10 WEEKS TO LAST FROST (aprox. March 15)
Start seeds of celery, eggplant, leeks, onion, pepper and flowers like impatiens, lobelia, verbena and perennials indoors.

8 WEEKS TO LAST FROST (aprox. March 29)
Start seeds of early head lettuce and flowers like begonia, coleus, nicotiana, petunia and salvia indoors.

7 WEEKS TO LAST FROST (aprox. April 5)
Start seeds of tomatoes, hot peppers, and early basil indoors.
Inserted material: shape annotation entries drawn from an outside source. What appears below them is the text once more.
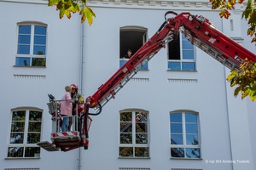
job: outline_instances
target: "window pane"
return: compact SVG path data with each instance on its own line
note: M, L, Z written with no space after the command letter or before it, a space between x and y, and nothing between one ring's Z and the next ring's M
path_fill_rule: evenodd
M42 121L42 112L30 110L29 111L29 121Z
M186 133L197 133L197 124L186 124Z
M26 147L25 157L39 157L40 147Z
M16 57L17 66L30 66L30 58L28 57Z
M10 144L23 144L24 133L10 133Z
M25 121L26 110L13 111L13 121Z
M193 45L188 40L183 40L183 49L194 49Z
M136 157L148 157L148 147L136 147L135 148Z
M30 45L18 45L18 54L29 54Z
M11 132L24 132L25 122L12 122Z
M28 133L26 144L37 144L40 142L40 133Z
M46 59L45 58L32 58L32 66L45 66Z
M35 36L34 44L46 44L46 36Z
M34 45L33 54L45 55L45 46Z
M120 113L121 122L131 122L131 112L123 112Z
M31 26L19 26L19 34L30 34L30 33L31 33Z
M199 148L187 148L186 157L189 158L200 158L200 149Z
M171 144L183 144L183 134L171 134Z
M194 60L194 51L193 50L183 50L183 60Z
M19 44L30 44L30 35L19 35L18 38Z
M195 71L195 63L183 62L183 71Z
M136 144L148 144L148 134L147 133L136 134Z
M183 148L171 148L172 157L184 157Z
M121 133L120 134L120 144L132 144L131 133Z
M131 133L132 123L131 122L120 122L120 132L121 133Z
M197 115L193 113L185 114L186 122L197 122Z
M119 147L119 156L133 156L133 148L132 147Z
M172 113L170 114L171 122L182 122L182 114L181 113Z
M144 112L136 112L136 122L147 122L148 121L148 115L147 113Z
M147 133L148 129L147 129L148 126L147 123L136 123L136 132L137 133Z
M182 123L171 123L171 133L183 133Z
M180 60L179 35L168 43L169 60Z
M46 27L35 26L35 34L46 35Z
M23 147L9 147L8 157L23 157Z
M119 67L123 66L125 63L126 63L127 60L119 60Z
M168 70L181 71L180 62L168 62Z
M186 135L186 144L198 145L198 136L197 134L187 134Z
M30 122L28 123L28 132L41 132L41 122Z

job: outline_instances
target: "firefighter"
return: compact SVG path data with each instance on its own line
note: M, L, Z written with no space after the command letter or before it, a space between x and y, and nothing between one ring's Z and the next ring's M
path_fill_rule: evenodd
M83 104L84 104L84 97L79 94L79 86L75 83L73 83L71 84L71 98L73 99L74 99L74 102L73 103L73 108L72 108L72 115L73 116L79 116L79 106ZM79 113L77 113L79 111ZM73 124L73 117L75 117L75 116L71 116L69 117L69 126L68 126L68 131L71 130L71 126ZM76 122L76 120L75 119L75 122ZM77 123L76 123L77 124ZM77 126L75 124L75 126ZM75 130L79 130L79 129L76 129Z

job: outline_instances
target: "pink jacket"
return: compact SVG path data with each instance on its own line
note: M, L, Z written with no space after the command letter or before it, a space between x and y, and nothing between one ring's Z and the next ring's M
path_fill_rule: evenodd
M61 101L61 115L71 116L72 116L72 102L73 100L62 101L71 99L69 92L66 92Z

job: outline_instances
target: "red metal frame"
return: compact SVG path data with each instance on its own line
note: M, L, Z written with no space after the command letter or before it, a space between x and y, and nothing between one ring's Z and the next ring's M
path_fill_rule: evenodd
M83 113L85 115L84 122L88 117L90 118L88 116L89 108L102 108L102 104L105 105L111 98L114 98L116 93L138 71L140 65L148 62L158 51L165 48L180 31L185 37L189 37L192 44L196 45L230 69L239 69L240 64L246 58L248 60L256 61L256 55L253 53L218 31L207 19L188 12L177 14L170 11L166 14L166 16L169 14L174 14L176 16L166 20L158 31L93 95L86 99L84 113ZM78 141L63 142L52 139L53 144L44 143L43 144L46 144L47 147L55 144L63 151L83 146L87 149L90 126L90 123L88 129L84 127Z

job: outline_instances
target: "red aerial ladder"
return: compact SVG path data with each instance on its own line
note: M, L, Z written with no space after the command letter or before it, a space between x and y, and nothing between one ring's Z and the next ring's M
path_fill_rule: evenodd
M174 14L174 17L166 19L167 14ZM47 141L39 142L38 144L49 151L67 151L79 147L88 148L88 131L91 122L90 115L99 115L102 108L145 65L161 48L172 42L182 32L193 45L195 45L213 59L231 70L239 70L240 64L247 59L256 62L256 55L228 37L219 31L205 17L192 14L189 12L179 14L169 11L165 14L165 22L157 32L142 46L127 62L120 67L97 91L87 97L84 105L84 110L78 117L81 126L77 131L66 133L53 132L51 133L52 143ZM49 96L50 103L55 114L54 122L58 127L61 120L58 116L57 105L53 96ZM94 108L96 113L90 113L89 110Z

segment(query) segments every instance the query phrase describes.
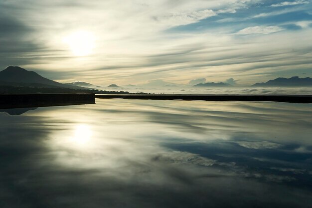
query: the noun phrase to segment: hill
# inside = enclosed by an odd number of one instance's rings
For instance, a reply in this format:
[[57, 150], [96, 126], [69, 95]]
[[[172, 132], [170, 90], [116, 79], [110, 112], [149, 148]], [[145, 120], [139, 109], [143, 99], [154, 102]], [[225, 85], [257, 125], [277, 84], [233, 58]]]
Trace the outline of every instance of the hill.
[[112, 88], [120, 88], [121, 87], [119, 86], [118, 85], [115, 84], [111, 84], [110, 85], [109, 85], [107, 86], [107, 87], [111, 87]]
[[257, 83], [253, 87], [304, 87], [312, 86], [312, 79], [310, 77], [299, 78], [298, 76], [290, 78], [279, 77], [267, 82]]
[[35, 87], [61, 87], [83, 89], [81, 87], [62, 84], [43, 77], [34, 71], [18, 66], [8, 66], [0, 71], [0, 85]]
[[195, 84], [193, 87], [231, 87], [229, 84], [224, 83], [223, 82], [207, 82], [205, 83], [200, 83]]

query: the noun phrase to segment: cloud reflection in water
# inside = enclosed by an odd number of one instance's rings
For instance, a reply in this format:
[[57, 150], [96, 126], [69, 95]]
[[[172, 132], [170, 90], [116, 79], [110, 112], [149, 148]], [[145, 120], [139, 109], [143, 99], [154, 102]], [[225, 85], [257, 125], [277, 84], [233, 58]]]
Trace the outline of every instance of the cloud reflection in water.
[[96, 102], [0, 113], [0, 207], [312, 203], [310, 104]]

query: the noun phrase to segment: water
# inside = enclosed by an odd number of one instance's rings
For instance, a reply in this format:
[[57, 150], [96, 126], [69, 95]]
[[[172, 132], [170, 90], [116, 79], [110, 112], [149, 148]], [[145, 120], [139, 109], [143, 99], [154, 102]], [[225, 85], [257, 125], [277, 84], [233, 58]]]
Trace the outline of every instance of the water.
[[96, 102], [0, 111], [0, 207], [311, 207], [311, 104]]
[[132, 93], [149, 92], [155, 94], [282, 94], [282, 95], [311, 95], [312, 87], [197, 87], [190, 86], [175, 86], [160, 88], [142, 88], [132, 87], [119, 88], [103, 88], [106, 91], [123, 91]]

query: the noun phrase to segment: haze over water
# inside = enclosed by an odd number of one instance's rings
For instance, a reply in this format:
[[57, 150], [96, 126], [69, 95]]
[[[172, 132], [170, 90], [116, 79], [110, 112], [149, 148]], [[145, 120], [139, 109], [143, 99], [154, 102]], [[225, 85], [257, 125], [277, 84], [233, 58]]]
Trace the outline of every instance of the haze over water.
[[0, 113], [0, 207], [312, 204], [310, 104], [96, 102]]

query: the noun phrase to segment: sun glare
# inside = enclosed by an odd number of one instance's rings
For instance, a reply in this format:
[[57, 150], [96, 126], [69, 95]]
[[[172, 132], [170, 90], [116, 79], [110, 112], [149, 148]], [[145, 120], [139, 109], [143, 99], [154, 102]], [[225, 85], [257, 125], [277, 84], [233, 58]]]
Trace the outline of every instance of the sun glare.
[[91, 32], [80, 31], [73, 32], [63, 39], [72, 53], [77, 56], [90, 55], [95, 46], [94, 37]]
[[89, 126], [79, 125], [76, 127], [75, 135], [72, 138], [72, 141], [78, 145], [85, 145], [90, 140], [92, 134], [92, 132]]

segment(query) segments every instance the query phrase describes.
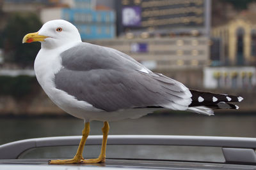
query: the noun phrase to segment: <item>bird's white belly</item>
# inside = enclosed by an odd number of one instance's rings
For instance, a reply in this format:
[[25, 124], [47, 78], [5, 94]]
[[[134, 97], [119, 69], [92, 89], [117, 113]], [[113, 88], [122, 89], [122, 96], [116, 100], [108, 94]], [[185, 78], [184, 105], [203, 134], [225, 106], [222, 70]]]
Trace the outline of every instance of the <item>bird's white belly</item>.
[[[42, 53], [43, 52], [43, 55]], [[54, 74], [61, 69], [61, 59], [59, 54], [40, 52], [35, 62], [36, 78], [49, 98], [67, 113], [86, 121], [116, 121], [125, 118], [136, 118], [152, 112], [152, 110], [128, 110], [106, 112], [95, 108], [92, 104], [77, 100], [74, 96], [56, 88]], [[44, 57], [44, 58], [43, 58]]]

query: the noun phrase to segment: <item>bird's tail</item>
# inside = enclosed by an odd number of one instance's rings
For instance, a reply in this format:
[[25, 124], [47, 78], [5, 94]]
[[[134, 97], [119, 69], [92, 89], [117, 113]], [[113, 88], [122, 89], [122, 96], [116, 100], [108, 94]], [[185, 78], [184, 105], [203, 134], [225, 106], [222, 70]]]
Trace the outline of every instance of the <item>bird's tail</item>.
[[230, 102], [241, 102], [243, 98], [240, 96], [227, 94], [214, 94], [190, 90], [192, 103], [188, 110], [207, 115], [214, 115], [213, 110], [236, 109], [238, 106]]

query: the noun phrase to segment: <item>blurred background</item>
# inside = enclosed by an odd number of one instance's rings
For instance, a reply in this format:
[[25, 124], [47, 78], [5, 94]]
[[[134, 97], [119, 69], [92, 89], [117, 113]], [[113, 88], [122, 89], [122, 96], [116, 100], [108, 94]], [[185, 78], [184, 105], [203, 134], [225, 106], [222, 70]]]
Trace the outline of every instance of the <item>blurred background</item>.
[[[110, 123], [110, 134], [256, 137], [256, 1], [0, 1], [0, 145], [81, 135], [83, 120], [64, 113], [37, 83], [39, 43], [22, 44], [53, 19], [84, 41], [122, 51], [154, 72], [196, 90], [243, 96], [239, 110], [214, 117], [157, 112]], [[99, 122], [91, 134], [101, 134]]]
6 WEEKS TO LAST FROST(aprox. April 12)
Start seeds of early left lettuce, early cabbages including cauliflower, broccoli, brussels sprouts, kohlrabi and kale, and small seeded annuals indoors. DIRECT SEED broad beans, carrots, peas, spinach, leaf lettuce, turnips, dill, parsley, and hardy flowers such as alyssum, candytuft, pansies, poppies, snapdragons, stocks, sunflowers and sweet peas. Plant onion sets or transplant onion seedlings outdoors.

4 WEEKS TO LAST FROST (aprox. April 26)
Start melon seeds indoors. If desired, start seeds of late basil, cucumber, squash, pumpkin, large-seeded annuals, and flowering vines indoors in peat pots. DIRECT SEED radishes, beets, cabbages, chard, head lettuce, and flowers such as hollyhock, and mallow. Plant potato eyes and transplant seedlings of early cabbages, except cauliflower.

2 WEEKS TO LAST FROST (aprox. May 10)
DIRECT SEED corn, tender bulbs such as glads, and annual vines such as morning glory. Transplant early lettuce seedlings.

WEEK OF LAST FROST (aprox. May 17-24)
Around the last frost date you can finally direct seed beans, cauliflower, cucumber, squashes, heat-loving flowers such as zinnias, marigold, and lavatera. Transplant your tomatoes. If you've got them, transplant cauliflower, squash and cucumber seedlings.

1-2 WEEKS AFTER FROST (aprox. May 31-June 7)
Wait for a couple of weeks after the last frost before direct seedling lima beans, soybeans, melons and herbs such as basil, summer savory and sweet marjoram. Transplant celery, melon, peppers, eggplant seedlings when the night temperatures stay well above 10 degrees C. Plant sweet potato slips. Start second crop of kale seedlings, and reseed spinach and peas for second crop.